"One possible reason for this is that our two most recent multi-million-dollar jackpot winners were both women - a Panamanian woman won US$30 million in Florida through us, for example".
The announcement was made during a press conference today at the New Hampshire Lottery headquarters in Concord.
Lottery victor in New Hampshire fights for her right to remain anonymous; Molly Line reports from New Hampshire.
Meanwhile this week, U.S. news outlets reported on "Jane Doe", the victor of the largest Powerball jackpot in history.
A state court judge is still determining whether to allow the victor to keep her name out of the public record.
A New Hampshire judge ruled February 17 that the jackpot money can go into a temporary trust while the court decides if it will allow the woman to "maintain her privacy and to have the trustee of a designated trust be the public face of the winning ticket".

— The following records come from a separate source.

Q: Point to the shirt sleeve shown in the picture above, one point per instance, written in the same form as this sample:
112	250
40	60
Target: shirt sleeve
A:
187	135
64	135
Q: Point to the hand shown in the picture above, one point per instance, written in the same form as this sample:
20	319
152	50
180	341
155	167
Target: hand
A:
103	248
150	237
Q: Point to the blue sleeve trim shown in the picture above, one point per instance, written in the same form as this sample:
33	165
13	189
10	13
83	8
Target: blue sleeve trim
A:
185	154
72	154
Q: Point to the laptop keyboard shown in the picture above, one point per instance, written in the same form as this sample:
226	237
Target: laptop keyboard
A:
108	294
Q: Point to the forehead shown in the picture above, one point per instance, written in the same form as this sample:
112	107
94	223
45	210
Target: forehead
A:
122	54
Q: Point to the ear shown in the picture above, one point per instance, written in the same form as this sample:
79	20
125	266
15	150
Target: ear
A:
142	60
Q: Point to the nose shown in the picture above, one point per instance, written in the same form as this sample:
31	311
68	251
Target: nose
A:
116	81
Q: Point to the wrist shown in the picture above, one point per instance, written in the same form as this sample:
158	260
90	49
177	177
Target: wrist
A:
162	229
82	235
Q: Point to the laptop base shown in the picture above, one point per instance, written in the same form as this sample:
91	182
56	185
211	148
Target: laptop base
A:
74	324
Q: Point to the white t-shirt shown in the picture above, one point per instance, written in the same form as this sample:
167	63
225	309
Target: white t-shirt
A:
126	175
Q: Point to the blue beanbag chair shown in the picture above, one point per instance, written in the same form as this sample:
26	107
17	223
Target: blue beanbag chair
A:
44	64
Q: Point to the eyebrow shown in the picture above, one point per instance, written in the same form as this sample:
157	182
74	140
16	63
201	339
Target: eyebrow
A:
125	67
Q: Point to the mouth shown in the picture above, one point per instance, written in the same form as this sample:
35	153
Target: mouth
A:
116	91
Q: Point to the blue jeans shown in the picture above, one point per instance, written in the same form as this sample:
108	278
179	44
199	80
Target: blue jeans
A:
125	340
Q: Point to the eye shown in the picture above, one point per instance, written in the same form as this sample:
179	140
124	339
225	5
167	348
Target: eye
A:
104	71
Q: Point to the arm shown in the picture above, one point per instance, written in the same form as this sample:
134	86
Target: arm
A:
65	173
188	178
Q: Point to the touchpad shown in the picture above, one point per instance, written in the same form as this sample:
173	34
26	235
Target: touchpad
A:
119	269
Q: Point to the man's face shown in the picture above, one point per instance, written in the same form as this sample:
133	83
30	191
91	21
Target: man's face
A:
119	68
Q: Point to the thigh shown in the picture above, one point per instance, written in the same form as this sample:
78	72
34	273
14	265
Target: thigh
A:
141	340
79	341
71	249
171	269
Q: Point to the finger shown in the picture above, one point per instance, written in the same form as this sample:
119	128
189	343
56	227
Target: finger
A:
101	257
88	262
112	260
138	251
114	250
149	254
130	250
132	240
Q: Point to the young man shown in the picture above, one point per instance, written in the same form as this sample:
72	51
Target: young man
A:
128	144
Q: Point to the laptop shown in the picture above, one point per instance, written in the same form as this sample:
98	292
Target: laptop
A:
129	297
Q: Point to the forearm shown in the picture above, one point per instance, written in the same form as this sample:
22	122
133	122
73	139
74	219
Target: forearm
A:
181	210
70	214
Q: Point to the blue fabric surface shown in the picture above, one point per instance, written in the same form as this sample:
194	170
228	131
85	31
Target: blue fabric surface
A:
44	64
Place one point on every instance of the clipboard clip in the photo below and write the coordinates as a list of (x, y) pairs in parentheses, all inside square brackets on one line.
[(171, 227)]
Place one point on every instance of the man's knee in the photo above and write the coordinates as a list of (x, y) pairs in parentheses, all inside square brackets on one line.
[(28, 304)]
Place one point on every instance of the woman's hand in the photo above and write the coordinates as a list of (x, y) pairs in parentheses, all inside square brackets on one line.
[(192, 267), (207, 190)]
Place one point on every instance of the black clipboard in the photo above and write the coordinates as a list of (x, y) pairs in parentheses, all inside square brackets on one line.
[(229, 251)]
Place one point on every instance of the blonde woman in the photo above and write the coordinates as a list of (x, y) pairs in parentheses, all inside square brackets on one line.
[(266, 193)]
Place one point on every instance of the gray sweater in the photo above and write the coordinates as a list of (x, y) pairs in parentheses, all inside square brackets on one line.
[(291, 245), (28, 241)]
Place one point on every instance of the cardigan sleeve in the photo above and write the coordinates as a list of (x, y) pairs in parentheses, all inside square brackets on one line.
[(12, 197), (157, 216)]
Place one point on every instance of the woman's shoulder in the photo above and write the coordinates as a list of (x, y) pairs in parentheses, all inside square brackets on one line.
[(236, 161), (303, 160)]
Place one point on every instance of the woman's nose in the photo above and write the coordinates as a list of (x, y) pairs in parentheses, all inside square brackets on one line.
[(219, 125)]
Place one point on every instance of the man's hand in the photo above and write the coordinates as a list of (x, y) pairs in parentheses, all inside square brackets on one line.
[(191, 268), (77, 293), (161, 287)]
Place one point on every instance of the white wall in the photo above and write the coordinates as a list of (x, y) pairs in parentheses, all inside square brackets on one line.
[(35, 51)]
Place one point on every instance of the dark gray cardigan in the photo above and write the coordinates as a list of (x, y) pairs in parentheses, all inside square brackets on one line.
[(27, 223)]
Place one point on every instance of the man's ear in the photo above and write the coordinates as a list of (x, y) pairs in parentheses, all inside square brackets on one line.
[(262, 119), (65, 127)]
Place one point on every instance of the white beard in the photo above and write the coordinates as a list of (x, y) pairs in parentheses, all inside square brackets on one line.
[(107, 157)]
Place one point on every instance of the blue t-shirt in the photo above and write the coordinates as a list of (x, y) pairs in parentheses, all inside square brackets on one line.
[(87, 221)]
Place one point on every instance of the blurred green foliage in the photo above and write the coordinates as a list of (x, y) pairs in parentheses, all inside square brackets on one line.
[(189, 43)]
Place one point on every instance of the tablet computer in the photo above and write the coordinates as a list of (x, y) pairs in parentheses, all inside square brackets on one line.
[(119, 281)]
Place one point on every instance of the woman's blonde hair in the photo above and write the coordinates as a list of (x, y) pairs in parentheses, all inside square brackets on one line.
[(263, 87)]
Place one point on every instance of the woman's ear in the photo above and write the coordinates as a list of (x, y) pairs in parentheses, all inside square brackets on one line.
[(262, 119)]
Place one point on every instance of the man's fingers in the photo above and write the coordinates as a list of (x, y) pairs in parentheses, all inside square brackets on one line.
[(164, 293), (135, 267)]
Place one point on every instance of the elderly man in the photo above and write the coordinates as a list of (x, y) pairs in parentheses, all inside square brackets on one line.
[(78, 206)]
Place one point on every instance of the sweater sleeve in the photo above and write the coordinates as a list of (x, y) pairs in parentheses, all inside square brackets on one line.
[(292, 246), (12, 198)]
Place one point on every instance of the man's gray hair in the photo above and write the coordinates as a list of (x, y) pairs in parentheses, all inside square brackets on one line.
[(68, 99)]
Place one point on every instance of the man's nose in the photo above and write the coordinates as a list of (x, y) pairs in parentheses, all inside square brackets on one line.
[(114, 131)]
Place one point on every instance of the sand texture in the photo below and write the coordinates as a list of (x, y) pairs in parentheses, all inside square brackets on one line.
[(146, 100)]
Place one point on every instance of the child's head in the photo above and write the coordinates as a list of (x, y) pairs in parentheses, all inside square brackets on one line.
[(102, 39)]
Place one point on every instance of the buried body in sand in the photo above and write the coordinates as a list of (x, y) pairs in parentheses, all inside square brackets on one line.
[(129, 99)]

We get it, you're having Powerball victor guilt.
"She is a longtime resident of New Hampshire and is an engaged community member", the woman's attorney wrote in court documents.
The woman won the fifth-largest jackpot in the history of the multistate Powerball lottery drawing in early January but began her legal odyssey when she signed her winning ticket with her own name, which would make her identity a matter of public record.
According to "lottery lawyer" Jason Kurland, only six USA states now allow lottery winners to remain anonymous: Delaware, Kansas, Maryland, North Dakota, South Carolina and Ohio.
"There are countless stories of other lottery winners who have suffered significantly after receiving their money, many of which could have been avoided if the winners' identities had not been published", the lawsuit states.